What would it take to explore an alien spacecraft at the bottom of a lake and rescue 20 abducted town folks before the National Guard steps in?
It’s the stuff of the “X-Files,” but the lessons help push skills students are learning today through STEM education in Arizona.
At this year’s National Underwater Robotics Challenge, held at Chandler High School in early June, teams of students and adults were asked to create a robot that could dive into a high school swimming pool, maneuver into a submerged “space craft” and retrieve objects set around the “X-Files” story theme.
But there’s no science fiction in what the participants – especially the elementary and high school students – were learning.
All around Arizona, there’s been a push for more science, technology, engineering and math education, known as STEM. One group behind that is Arizona Promoters of Applied Science in Education (APASE), which runs Arizona’s National Underwater Robotics Challenge.
“We want to develop an interest in STEM fields early on. With (the National Underwater Robotics Challenge) NURC, students see the applicability of what they learned in the classroom in a hands-on environment. They also develop discipline, problem-solving skills, design and engineering techniques. There is little to no design and engineering in regular curriculum and NURC provides that experience, even to the little ones,” said Carmen Cornejo, a board member of APASE.

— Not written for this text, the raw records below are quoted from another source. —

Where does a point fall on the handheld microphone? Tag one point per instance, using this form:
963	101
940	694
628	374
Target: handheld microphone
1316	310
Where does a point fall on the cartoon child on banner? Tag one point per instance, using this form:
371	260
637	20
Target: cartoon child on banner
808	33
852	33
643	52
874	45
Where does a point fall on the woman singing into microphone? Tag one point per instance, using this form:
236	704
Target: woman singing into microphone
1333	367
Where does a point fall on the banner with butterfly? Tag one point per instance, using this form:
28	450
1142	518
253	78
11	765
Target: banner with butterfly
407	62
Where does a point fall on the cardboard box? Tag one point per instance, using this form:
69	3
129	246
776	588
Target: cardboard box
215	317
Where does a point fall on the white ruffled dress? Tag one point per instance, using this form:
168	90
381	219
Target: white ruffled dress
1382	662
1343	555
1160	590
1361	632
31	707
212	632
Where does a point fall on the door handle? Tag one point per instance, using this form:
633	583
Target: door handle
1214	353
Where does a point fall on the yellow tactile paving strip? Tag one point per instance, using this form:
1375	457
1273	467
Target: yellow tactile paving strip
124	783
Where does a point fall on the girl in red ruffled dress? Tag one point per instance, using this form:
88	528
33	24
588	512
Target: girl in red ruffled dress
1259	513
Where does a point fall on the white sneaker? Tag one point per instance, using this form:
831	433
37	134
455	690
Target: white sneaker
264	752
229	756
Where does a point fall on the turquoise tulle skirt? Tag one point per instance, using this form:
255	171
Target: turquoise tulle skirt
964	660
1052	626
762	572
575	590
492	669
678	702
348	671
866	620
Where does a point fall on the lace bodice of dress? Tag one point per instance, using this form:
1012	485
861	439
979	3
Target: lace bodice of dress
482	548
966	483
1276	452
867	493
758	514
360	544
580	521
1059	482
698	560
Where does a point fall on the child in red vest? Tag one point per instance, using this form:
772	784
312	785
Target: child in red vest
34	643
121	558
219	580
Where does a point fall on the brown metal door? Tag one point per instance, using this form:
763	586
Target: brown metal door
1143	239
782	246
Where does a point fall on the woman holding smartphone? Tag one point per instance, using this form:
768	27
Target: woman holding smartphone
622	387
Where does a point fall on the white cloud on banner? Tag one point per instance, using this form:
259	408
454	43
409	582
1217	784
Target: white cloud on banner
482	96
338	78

Students at the robotics competition recognize that.
Triyiadela Rosa, 11, a student at Chandler’s Bologna Elementary School, said the competition was, “good exposure” to science. Plus, “It’s something new and we’ve never done it before.”

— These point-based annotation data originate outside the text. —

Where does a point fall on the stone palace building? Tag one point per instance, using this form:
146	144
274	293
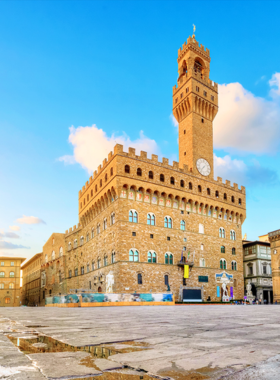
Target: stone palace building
143	221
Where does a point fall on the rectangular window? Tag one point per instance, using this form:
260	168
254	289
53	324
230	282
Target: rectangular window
202	278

Chandler High School student Brian Mogollon, 17, not only participates in his school’s team, but mentors the younger children through Chandler-based Si Se Puede, which promotes non-violence through community participation and educational activities, like its year-round science programs.
“That’s the idea,” Mogollon said during the competition, “to get the younger kids into technology. I get to work and teach them about what I learn. I liked to build LEGOs when I was a kid. Now that I’m older, I get to work with higher skills.”

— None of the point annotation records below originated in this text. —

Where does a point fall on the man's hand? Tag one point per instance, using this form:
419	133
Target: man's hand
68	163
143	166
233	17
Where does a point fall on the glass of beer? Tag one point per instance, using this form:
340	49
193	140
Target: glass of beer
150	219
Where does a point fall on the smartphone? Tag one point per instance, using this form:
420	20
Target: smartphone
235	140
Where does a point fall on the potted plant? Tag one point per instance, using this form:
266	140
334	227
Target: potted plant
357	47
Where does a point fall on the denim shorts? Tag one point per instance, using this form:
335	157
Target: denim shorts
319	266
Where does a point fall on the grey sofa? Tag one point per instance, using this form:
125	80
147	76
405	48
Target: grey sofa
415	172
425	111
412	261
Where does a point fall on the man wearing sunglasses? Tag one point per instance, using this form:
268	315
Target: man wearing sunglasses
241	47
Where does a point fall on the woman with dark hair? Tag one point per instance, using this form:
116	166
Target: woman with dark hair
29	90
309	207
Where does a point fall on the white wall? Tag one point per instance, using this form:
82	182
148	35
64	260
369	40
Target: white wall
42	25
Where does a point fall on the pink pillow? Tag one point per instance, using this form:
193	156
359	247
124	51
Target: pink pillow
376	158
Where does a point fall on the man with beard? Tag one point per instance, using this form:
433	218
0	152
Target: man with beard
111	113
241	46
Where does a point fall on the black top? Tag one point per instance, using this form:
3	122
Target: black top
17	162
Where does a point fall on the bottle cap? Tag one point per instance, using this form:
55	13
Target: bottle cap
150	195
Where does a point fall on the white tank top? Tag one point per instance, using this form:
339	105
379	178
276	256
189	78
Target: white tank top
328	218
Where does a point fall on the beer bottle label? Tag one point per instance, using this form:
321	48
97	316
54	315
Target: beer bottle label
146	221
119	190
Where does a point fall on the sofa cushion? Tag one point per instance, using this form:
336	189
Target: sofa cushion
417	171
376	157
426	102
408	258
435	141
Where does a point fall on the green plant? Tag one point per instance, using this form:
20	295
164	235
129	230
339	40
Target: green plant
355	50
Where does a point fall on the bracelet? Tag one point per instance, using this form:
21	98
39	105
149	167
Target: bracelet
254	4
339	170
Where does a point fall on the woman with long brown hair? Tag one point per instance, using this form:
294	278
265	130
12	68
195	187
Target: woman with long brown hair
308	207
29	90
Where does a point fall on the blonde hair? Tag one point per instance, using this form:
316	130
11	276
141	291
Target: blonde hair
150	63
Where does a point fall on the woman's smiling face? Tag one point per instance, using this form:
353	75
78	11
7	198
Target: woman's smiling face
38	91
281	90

Those higher skills are what could lead to college and employment in some hard-to-fill science and engineering jobs. But they can also lend themselves to any field, just by boosting students’ enthusiasm for learning.
“You can see how excited those kids are and how excited they are about what they’re doing,” said Darcy Renfro, vice president of the Arizona Science Foundation and coordinator for the Arizona STEM Network. “They’re dealing with significantly complex problems … It’s fascinating to see that level of energy. That’s what we’re trying to replicate in places all over the state.”
Renfro and her group are trying to encourage schools to bring STEM education into the classrooms, either through after-school activities like robotics and LEGO clubs or through full integration into the curriculum.
Arizona lawmakers recently helped create a STEM diploma. East Valley schools – Gilbert’s Highland High School and Mesa’s Red Mountain High School – plan to launch the program in the fall. Chandler Unified School District’s Perry High School is launching its own STEM diploma.
Money to run these programs can be hard to come by, said Cornejo of Arizona Promoters of Applied Science in Education. The Medtronic Foundation and Si Se Puede Foundation helped put on the robotics competition, but even some of the high school students pulled money out of their own pockets to pay for the robots.
Renfro said the foundations and the Arizona STEM Network are working to get funding to start programs around the state to show how STEM integration can work.
There are glimpses of where it can ultimately lead.
“We have kids who go to university because of this,” said Cornejo. “If they didn’t have this, they wouldn’t even fathom the concept (of college). It’s the exposure that really transforms.”
As far as that robotics competition and attempts to rescue the “abducted” people, the older student competition was won by Tempe Union High School District’s Desert Vista High School, followed by a NASA space grant-backed ASU team and the Chandler High School team. Students from Chandler’s Frye Elementary School won the “light” division for the younger students.